# Spanish Passport / Citizenship



## Melly84 (Mar 29, 2012)

Hi, 

I'm not sure if this is the correct place to be posting this... if it is not, I apologise, but any help would be mostly appreciated!

I am currently living in Perth, Australia, born and bred. My Dad was born in Madrid but emigrated to Australia when he was 9 years old. I am wondering if I would be eligible to obtain a passport through him? As far as he is aware, he still has his Spanish Citizenship. Or do I need to become a citizen first, before I obtain a passport? 

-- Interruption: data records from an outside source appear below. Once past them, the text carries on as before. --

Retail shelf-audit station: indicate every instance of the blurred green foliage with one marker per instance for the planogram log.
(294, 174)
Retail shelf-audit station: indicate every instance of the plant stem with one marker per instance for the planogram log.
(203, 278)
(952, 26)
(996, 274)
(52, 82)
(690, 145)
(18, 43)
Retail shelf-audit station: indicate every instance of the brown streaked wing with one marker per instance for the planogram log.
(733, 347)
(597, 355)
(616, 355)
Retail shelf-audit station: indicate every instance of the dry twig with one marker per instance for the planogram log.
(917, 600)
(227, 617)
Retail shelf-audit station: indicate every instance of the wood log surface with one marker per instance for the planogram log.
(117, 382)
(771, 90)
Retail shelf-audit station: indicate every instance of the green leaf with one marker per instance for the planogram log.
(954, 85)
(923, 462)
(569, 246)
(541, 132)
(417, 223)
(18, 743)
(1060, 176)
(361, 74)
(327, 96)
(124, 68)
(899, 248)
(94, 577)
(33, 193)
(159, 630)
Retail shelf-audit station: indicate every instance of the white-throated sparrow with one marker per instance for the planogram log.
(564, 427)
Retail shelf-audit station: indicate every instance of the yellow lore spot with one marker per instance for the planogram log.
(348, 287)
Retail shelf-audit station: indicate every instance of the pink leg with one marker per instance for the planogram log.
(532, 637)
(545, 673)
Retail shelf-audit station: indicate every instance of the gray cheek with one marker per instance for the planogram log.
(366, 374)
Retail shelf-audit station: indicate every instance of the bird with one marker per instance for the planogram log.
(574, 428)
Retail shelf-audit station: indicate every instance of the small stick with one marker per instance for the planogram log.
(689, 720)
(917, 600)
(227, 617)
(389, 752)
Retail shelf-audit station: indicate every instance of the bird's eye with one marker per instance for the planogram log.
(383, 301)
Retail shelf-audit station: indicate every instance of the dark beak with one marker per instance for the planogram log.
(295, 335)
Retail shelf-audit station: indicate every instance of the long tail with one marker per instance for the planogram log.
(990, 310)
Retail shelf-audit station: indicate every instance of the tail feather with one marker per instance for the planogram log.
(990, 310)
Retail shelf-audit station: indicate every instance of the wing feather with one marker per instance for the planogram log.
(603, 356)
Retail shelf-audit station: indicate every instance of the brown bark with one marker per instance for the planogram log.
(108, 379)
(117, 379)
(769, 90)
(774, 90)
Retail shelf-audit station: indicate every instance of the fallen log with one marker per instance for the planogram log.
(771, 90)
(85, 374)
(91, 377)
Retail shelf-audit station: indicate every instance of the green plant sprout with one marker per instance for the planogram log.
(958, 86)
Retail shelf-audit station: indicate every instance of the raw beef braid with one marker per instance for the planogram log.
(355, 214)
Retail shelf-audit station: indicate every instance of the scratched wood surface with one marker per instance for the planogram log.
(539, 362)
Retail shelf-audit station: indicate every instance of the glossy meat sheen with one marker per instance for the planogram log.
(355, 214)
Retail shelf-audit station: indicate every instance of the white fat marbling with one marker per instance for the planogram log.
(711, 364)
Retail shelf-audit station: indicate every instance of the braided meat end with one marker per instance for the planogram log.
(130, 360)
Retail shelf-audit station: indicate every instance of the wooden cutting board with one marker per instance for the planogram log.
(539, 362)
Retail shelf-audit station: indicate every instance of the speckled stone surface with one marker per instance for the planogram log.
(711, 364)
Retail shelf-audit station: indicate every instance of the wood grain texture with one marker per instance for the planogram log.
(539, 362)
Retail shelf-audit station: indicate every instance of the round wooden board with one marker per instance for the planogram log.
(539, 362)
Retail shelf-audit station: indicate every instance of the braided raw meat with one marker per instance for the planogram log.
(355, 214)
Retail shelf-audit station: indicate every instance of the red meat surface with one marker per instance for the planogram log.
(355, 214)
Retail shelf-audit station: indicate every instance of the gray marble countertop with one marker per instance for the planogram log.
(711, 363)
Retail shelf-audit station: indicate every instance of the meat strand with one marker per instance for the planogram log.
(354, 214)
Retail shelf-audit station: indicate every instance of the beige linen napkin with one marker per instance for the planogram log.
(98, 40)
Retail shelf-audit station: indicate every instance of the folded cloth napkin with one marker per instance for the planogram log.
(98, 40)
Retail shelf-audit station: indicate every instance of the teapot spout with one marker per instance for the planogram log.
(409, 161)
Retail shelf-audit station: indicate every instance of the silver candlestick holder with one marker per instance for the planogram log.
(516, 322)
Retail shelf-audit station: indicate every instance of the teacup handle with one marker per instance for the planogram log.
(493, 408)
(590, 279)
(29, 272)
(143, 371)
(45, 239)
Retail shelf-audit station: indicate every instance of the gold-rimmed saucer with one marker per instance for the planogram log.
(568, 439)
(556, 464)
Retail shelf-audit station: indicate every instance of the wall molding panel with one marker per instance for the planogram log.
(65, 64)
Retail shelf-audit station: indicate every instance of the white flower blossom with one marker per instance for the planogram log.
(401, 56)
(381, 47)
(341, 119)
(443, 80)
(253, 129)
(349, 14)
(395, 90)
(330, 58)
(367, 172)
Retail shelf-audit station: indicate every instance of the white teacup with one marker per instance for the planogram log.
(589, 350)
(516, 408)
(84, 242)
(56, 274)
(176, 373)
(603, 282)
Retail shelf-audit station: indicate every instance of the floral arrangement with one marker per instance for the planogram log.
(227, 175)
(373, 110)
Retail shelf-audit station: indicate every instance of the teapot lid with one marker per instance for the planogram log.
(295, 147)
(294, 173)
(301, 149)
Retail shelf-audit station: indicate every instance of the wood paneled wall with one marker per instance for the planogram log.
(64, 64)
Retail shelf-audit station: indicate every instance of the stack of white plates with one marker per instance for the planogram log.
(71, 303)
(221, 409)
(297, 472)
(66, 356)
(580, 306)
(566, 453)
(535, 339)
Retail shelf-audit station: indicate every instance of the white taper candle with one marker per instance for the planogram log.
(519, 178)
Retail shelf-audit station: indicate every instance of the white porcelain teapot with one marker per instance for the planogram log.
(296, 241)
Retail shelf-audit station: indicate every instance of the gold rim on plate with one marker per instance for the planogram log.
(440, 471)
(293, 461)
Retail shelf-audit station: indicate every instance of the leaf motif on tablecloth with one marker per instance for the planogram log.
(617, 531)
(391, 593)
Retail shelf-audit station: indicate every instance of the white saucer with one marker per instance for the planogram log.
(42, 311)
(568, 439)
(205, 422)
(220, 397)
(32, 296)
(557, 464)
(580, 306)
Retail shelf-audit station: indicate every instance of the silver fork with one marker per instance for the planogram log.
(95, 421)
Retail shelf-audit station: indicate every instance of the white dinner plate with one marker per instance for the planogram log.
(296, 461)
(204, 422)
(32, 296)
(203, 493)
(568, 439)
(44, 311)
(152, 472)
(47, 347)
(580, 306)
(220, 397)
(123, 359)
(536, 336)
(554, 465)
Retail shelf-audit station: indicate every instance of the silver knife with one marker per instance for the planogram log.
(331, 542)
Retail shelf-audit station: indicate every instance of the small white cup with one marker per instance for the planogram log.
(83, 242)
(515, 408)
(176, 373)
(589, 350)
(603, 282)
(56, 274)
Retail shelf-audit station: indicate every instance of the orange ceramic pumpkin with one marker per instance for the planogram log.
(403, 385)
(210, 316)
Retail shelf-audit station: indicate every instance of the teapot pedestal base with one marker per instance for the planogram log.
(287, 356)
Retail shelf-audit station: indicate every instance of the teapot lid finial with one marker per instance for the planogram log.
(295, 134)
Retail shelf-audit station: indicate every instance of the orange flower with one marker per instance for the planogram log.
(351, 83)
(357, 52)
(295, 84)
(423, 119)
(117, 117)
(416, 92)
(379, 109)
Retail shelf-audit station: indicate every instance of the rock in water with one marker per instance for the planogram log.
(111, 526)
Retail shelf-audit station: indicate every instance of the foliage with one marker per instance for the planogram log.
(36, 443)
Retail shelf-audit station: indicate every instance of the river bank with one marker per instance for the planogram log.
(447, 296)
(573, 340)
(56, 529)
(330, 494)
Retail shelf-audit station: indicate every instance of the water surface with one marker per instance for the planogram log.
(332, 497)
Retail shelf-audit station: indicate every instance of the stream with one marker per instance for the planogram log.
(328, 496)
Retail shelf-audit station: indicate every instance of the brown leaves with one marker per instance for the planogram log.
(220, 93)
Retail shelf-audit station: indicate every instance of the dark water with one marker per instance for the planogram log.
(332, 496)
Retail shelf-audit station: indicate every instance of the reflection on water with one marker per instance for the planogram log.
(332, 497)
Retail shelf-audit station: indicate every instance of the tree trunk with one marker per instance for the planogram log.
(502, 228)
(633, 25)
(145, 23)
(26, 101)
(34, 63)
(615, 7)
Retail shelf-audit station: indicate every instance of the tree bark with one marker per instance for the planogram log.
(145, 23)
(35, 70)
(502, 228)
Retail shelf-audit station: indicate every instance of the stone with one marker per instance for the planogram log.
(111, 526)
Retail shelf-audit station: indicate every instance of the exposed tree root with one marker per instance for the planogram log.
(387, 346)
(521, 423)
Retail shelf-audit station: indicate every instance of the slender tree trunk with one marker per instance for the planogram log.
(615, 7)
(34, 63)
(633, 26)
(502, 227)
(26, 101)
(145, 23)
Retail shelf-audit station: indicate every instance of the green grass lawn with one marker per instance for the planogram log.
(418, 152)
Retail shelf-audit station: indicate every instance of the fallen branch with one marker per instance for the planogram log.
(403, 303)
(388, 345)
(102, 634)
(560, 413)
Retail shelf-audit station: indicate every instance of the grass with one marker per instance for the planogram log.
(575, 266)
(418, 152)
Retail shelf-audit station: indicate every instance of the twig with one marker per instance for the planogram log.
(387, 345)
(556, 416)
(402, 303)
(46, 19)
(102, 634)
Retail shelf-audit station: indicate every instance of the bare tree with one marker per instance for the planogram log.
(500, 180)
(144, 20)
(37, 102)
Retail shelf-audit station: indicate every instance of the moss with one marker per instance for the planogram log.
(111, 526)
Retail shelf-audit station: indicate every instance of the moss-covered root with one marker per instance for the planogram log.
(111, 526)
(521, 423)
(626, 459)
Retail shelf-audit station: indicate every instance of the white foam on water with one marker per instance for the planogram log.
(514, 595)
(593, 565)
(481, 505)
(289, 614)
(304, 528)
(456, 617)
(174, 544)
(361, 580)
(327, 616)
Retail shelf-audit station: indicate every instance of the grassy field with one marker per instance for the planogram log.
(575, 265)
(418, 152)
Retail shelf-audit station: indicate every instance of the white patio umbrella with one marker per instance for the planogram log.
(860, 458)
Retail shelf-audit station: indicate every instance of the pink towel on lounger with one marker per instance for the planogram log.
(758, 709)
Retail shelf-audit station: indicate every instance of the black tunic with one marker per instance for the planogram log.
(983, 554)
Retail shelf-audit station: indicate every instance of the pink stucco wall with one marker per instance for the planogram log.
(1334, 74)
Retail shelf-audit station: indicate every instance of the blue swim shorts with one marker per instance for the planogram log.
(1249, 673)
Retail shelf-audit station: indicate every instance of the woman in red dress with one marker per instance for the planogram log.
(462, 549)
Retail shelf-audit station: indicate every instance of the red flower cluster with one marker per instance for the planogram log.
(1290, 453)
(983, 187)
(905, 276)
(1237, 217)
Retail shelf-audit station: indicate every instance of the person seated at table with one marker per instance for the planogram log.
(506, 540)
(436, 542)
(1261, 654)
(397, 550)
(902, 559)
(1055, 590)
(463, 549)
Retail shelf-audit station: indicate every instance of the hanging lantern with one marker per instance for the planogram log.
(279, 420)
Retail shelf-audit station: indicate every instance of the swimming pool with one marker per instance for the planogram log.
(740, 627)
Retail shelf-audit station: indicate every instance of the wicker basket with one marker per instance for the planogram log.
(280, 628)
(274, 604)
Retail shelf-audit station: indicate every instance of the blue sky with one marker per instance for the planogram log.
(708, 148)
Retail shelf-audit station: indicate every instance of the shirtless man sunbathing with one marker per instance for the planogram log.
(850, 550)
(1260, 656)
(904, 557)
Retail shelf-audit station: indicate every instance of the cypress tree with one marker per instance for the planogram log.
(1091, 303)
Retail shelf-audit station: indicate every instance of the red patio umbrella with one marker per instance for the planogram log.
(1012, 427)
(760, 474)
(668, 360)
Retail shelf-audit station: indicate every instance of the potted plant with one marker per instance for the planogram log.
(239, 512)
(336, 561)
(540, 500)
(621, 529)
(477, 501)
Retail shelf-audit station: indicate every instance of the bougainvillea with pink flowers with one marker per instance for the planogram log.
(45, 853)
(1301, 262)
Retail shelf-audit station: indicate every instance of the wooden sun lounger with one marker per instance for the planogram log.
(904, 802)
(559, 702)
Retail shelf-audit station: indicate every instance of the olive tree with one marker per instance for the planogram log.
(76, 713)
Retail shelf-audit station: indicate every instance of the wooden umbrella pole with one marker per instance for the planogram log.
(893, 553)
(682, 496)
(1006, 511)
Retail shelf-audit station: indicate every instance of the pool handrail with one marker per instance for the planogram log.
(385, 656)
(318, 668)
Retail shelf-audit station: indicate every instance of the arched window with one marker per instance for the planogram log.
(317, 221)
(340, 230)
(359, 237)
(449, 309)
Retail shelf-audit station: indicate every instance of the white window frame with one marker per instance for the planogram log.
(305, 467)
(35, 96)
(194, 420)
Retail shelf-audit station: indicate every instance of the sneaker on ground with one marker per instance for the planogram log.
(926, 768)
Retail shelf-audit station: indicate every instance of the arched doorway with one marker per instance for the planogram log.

Any help/advice would be great, very confused! 

Melly.84


----------



## gus-lopez (Jan 4, 2010)

Hi , & welcome.
Shouldn't be a problem. To the Spanish you will always be a Spaniard due to your father. google ' obtaining spanish citizenship'.


----------



## Bfpijuan (Apr 6, 2011)

Husband says your father needs to have registered you at embassy, if not that needs to be done first.


----------



## PokAlice (Mar 8, 2011)

That is interesting as I'm looking to get a Spanish passport too (for voting etc). I have a British passport and was told by the UK embassy that Spain doesn't recognize dual nationality. Can anyone speak from experience as to whether they had to surrender their passport when getting a Spanish one?


----------



## agua642 (May 24, 2009)

I think Spain do recognize Dual nationality, so maybe it's possible to do it in the reverse order! get Spanish passport 1st, then apply for a British passport  I'm sure some1 on here will tell you they tried and either succeeded or failed.

Sent from my iPhone using ExpatForum


----------



## 90199 (Mar 21, 2010)

My friend who is British has both. We can apply for Spanish citizenship this year having been residents for 10 years.


----------



## gus-lopez (Jan 4, 2010)

PokAlice said:


> That is interesting as I'm looking to get a Spanish passport too (for voting etc). I have a British passport and was told by the UK embassy that Spain doesn't recognize dual nationality. Can anyone speak from experience as to whether they had to surrender their passport when getting a Spanish one?


Spain doesn't , Britain does. You don't have to give up your British passport but to the Spaniards you'll be Spanish, Spanish & nothing but a Spaniard. 

Hepa, 10 years for me soon !


----------



## agua642 (May 24, 2009)

26 years for me, still got my proud Spanish passport!!

Sent from my iPhone using ExpatForum


----------



## PokAlice (Mar 8, 2011)

Thanks guys - think I will give it a go.


----------